Avranno un bel cercarsi avidamente a vicenda: essi non troveranno mai che delle immagini parodistiche e si addormenteranno vuoti come specchi.

La fanciulla assente e inerte che è sospesa alle mie braccia senza sognare non è più estranea a me che la porta o la finestra attraverso le quali posso guardare o passare.
Io ritrovo l'indifferenza (che le permette di lasciarmi) quando mi addormento per incapacità di amare ciò che viene.
A lei è impossibile sapere chi ritrova quando la stringo perché persegue ostinatamente un oblio completo.
I sistemi planetari che ruotano nello spazio come dei dischi rapidi e il cui centro si sposta egualmente descrivendo un cerchio infinitamente più grande non si allontanano continuamente dalla propria posizione che per ritornare ad essa completando la propria rotazione.
Il movimento è figura dell'amore che, incapace di fermarsi su un essere in particolare, si sposta rapidamente dall'uno all'altro.
Ma l'oblio che così lo condiziona non è che un sotterfugio della memoria.
Un uomo sorge bruscamente come uno spettro sopra una tomba e si abbatte allo stesso modo.
Si rialza qualche ora dopo poi si abbatte di nuovo e così di seguito ogni giorno: questo grande coito con l'atmosfera celeste è regolato dalla rotazione terrestre di fronte al sole.
Così, benché il movimento della vita terrestre sia ritmato da questa rotazione, l'immagine di questo movimento non è la terra ruotante ma la verga che penetra la femmina e ne esce quasi interamente per rientrarvi.

L'amore e la vita appaiono individuali sulla terra solo perché tutto è spezzato da vibrazioni di ampiezza e di durata diverse.
Tuttavia, non vi sono vibrazioni che non siano coniugate con un movimento circolare, come la locomotiva che rolla sulla superficie della terra, immagine della metamorfosi continuata.

Gli esseri non trapassano che per nascere allo stesso modo dei falli che escono dai corpi per entrarvi.
Le piante si innalzano nella direzione del sole e s'abbassano successivamente nella direzione del suolo.
Gli alberi coprono il suolo terrestre di una quantità innumerevole di verghe fiorite drizzate verso il sole.
Gli alberi che si slanciano con forza finiscono bruciati dal fulmine o abbattuti o sradicati.
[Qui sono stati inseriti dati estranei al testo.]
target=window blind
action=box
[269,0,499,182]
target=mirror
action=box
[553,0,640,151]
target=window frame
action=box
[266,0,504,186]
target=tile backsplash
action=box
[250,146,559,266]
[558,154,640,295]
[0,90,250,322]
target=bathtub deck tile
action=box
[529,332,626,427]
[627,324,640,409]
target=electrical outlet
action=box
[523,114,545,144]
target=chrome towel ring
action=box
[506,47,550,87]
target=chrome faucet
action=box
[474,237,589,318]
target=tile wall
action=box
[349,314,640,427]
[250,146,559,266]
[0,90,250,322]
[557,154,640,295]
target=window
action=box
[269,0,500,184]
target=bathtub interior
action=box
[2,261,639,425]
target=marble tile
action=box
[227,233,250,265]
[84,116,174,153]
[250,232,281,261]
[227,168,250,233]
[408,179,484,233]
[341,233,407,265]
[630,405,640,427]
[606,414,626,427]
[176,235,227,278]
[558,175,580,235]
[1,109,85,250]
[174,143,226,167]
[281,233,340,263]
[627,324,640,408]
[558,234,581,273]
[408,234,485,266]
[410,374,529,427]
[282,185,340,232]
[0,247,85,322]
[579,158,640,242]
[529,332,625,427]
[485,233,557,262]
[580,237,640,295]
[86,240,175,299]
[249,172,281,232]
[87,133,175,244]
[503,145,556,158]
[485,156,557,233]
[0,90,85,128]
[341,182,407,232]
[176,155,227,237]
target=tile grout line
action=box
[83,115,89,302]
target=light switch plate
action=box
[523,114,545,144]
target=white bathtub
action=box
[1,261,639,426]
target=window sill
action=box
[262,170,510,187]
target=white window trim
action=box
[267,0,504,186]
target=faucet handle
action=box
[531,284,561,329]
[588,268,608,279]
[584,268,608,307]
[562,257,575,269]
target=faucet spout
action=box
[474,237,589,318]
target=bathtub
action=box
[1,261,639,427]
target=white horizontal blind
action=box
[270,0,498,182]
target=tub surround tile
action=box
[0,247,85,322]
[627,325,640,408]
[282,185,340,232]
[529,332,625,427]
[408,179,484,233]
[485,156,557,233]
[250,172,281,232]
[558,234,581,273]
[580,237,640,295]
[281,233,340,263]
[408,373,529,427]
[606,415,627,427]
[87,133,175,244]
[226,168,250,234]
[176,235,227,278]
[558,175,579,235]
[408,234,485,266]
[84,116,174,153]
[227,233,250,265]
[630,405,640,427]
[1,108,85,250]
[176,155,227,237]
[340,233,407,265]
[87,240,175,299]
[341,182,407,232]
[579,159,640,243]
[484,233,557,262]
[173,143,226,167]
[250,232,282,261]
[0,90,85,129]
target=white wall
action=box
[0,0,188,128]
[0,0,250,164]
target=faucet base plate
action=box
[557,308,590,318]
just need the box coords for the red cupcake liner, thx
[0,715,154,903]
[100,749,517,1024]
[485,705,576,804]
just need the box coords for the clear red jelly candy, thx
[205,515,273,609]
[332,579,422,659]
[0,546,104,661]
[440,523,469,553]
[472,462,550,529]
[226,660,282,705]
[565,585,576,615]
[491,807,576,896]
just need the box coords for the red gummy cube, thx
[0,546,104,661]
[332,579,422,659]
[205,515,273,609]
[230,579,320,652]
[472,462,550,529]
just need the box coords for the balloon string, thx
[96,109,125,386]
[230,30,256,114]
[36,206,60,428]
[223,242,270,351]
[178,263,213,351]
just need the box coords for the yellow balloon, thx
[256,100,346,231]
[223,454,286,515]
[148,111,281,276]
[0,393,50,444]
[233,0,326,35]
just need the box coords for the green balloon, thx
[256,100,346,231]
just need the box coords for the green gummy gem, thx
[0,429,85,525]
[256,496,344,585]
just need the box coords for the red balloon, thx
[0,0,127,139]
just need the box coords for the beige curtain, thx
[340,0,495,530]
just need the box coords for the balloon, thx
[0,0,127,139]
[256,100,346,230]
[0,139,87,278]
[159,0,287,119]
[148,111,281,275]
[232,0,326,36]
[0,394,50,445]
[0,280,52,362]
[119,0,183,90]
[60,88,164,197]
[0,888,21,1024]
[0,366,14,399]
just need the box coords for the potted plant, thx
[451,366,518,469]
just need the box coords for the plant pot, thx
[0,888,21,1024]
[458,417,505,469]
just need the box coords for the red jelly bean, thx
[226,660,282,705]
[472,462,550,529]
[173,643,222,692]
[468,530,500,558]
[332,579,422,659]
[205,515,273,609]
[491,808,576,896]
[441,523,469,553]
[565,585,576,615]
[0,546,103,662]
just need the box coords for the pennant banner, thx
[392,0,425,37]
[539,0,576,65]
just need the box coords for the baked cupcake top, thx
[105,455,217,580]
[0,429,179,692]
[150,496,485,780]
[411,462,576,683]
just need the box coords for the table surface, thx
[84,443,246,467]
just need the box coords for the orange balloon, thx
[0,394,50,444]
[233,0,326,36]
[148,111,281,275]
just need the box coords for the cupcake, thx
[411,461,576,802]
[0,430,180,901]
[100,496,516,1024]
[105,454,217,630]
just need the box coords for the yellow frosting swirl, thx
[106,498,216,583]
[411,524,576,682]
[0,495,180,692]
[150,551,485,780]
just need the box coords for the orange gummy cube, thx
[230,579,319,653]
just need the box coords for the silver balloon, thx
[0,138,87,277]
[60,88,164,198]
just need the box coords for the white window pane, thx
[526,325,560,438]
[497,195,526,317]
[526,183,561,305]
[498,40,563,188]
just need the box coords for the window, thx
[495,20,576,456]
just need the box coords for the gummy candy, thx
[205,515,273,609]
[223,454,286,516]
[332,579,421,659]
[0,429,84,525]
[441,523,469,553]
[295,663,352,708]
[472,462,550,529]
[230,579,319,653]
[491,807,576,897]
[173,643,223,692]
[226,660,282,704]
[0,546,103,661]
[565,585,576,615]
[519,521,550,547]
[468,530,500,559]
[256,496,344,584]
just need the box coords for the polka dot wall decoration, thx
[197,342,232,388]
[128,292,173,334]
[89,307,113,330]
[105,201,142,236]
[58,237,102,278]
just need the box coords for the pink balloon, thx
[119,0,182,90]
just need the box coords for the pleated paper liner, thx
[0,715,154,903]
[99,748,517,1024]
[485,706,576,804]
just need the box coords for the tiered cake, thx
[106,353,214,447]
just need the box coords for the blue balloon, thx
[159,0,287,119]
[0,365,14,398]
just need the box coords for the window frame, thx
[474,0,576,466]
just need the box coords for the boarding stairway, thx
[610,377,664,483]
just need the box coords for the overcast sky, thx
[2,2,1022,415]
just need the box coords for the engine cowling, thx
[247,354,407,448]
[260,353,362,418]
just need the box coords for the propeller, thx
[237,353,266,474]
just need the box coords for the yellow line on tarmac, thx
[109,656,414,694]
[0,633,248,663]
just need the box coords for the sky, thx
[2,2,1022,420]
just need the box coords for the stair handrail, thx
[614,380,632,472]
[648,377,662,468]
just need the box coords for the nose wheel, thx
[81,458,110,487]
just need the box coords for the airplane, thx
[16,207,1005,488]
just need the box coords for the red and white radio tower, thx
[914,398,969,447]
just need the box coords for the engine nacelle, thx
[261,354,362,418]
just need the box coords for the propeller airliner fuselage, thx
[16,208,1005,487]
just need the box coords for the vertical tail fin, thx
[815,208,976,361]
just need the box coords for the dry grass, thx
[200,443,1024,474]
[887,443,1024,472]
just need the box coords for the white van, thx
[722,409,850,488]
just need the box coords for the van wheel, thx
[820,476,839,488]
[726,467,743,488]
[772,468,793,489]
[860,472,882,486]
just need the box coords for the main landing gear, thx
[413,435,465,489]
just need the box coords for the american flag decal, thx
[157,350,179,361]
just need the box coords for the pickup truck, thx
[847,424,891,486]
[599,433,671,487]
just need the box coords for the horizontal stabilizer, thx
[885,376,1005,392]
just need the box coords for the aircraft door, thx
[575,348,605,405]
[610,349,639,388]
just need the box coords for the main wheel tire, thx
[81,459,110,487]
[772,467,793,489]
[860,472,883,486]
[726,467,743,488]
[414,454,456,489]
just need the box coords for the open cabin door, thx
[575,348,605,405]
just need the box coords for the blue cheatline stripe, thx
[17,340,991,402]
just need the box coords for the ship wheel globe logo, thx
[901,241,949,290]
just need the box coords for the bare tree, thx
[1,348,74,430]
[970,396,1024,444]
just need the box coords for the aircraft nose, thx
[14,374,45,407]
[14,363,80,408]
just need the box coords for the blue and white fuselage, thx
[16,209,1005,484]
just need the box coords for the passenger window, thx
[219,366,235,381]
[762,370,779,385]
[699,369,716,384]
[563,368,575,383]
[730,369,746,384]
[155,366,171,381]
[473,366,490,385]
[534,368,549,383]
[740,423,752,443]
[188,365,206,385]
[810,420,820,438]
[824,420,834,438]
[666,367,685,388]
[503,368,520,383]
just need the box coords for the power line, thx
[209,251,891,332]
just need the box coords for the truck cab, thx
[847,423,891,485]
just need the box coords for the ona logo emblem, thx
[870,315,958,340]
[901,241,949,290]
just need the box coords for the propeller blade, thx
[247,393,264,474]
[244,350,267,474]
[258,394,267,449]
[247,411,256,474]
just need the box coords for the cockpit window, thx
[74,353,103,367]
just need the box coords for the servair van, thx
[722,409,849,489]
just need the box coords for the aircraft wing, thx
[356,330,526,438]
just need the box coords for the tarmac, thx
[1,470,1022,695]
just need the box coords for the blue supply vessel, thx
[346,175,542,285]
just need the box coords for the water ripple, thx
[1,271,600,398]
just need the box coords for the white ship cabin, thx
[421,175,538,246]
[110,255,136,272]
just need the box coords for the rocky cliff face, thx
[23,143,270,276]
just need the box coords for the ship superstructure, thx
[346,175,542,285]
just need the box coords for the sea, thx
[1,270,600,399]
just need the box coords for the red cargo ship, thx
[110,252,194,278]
Ritornati al suolo, si rialzano gli stessi sotto un'altra forma.
Ma il loro coito polimorfo è funzione della rotazione terrestre uniforme.

L'immagine più semplice della vita organica unita alla rotazione è la marea.
Dal movimento del mare, coito uniforme della terra con la luna, procede il coito polimorfo e organico della terra e del sole.
Ma la prima forma dell'amore solare è una nuvola che si alza al di sopra dell'elemento liquido.
La nuvola erotica diventa talvolta tempesta e ricade verso la terra sotto forma di pioggia mentre il fulmine penetra gli strati dell'atmosfera.
La pioggia si raddrizza immantinente sotto forma di pianta immobile.

La vita animale è derivata interamente dal movimento dei mari e, all'interno dei corpi, la vita continua a uscire dall'acqua salata.
Il mare ha giocato così il ruolo dell'organo femminile che diventa liquido sotto l'eccitazione della verga.
Il mare si accarezza continuamente.
Gli elementi solidi contenuti e agitati dall'acqua animata da un movimento erotico ne scaturiscono sotto forma di pesci volanti.
L'erezione e il sole scandalizzano come il cadavere e l'oscurità delle cantine.

I vegetali si dirigono uniformemente verso il sole e, inversamente, gli esseri umani, benché siano falloidi, come gli alberi, in opposizione agli altri animali, ne distolgono necessariamente gli occhi.
Gli occhi umani non sopportano né il sole, né il coito, né il cadavere, né l'oscurità, ma con reazioni differenti.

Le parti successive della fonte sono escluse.